Olup bitenlerde emperyalist müdahale ve kışkırtmalar kadar bu ihtirasların rolü var. Özellikle Prusya karakteri taşıyan devletlerin büyüme, genişleme arzuları ustaca manipülasyonlarla emperyalistlerin elinde tam bir yıkıcı enerjiye dönüşebiliyor. Önce çevresini ve nihayet kendisini de yakan ölümcül bir enerjiye…
Henüz tam anlamıyla devletleşmiş değillerse bile Kürt halkına hakim siyasi yapıları bu kalemden sayabiliriz. İster PKK isterse KDP olsun (bunların türevleri dahil) ihtiraslarının sınırı yok gerçekten. Ortalığa dökülen haritalar belli ki zihinlerinde asılı kalmış, arkalarına aldıkları emperyalist destekle tam bir istila hareketine girişmiş durumdalar.
Söylediğimizde hiçbir abartı yok; Karadeniz’e, Akdeniz’e, Basra’ya, devam edelim Azerbaycan’a uzanan hayallerin sahadaki karşılığı istila ve tehcirdir. İşid’le savaşıyoruz, demokratik özerklik kuruyoruz, birlikte yönetiyoruz demagojilerinin artık saklayamadığı gerçek milyonlarca insanın bu hayaller uğruna iç ve dış göçe zorlanarak yerinden yurdundan edildiğidir.
Başka nasıl olabilir ki, hayallerinin tarihte bir karşılığı yok, demografik bir karşılığı yok; kafalarındaki haritayı ancak istila ve tehcirle gerçek kılabilirler. İşte şimdi tam da buna soyunuyorlar.
Mazlum Kürt halkının meşru talepleri bu işbirlikçi ve istilacı tutumun gölgesinde git gide görünmez oluyor.
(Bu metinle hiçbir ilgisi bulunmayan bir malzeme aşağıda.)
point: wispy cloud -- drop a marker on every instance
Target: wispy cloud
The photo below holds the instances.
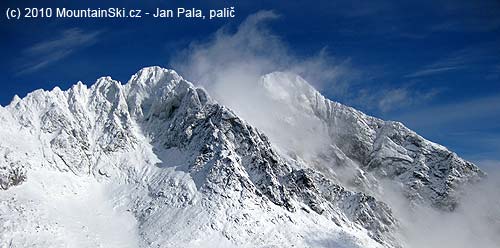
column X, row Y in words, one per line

Özgüven patlaması içinde belki fark etmiyorlar ama bölge halklarının husumetini üzerlerine çektiklerini ve kızgınlık duvarıyla dört bir yandan çevrelenmekte olduklarını biz söyleyelim. Hakim Kürt siyasasının Kürt halkına yaptığı en büyük kötülük de bu. Kürtlerin hak ve özgürlük taleplerinin bölge halklarınca en fazla kabul gördüğü bir dönemin ardından her talebin şüpheyle karşılandığı ve emperyalist politikalarla ilişkilendirildiği zehirli bir iklimi yaratmayı başardılar.
Tek suçlu onlar değil kuşkusuz ama gelinen noktada hiç de azımsanamayacak payları var.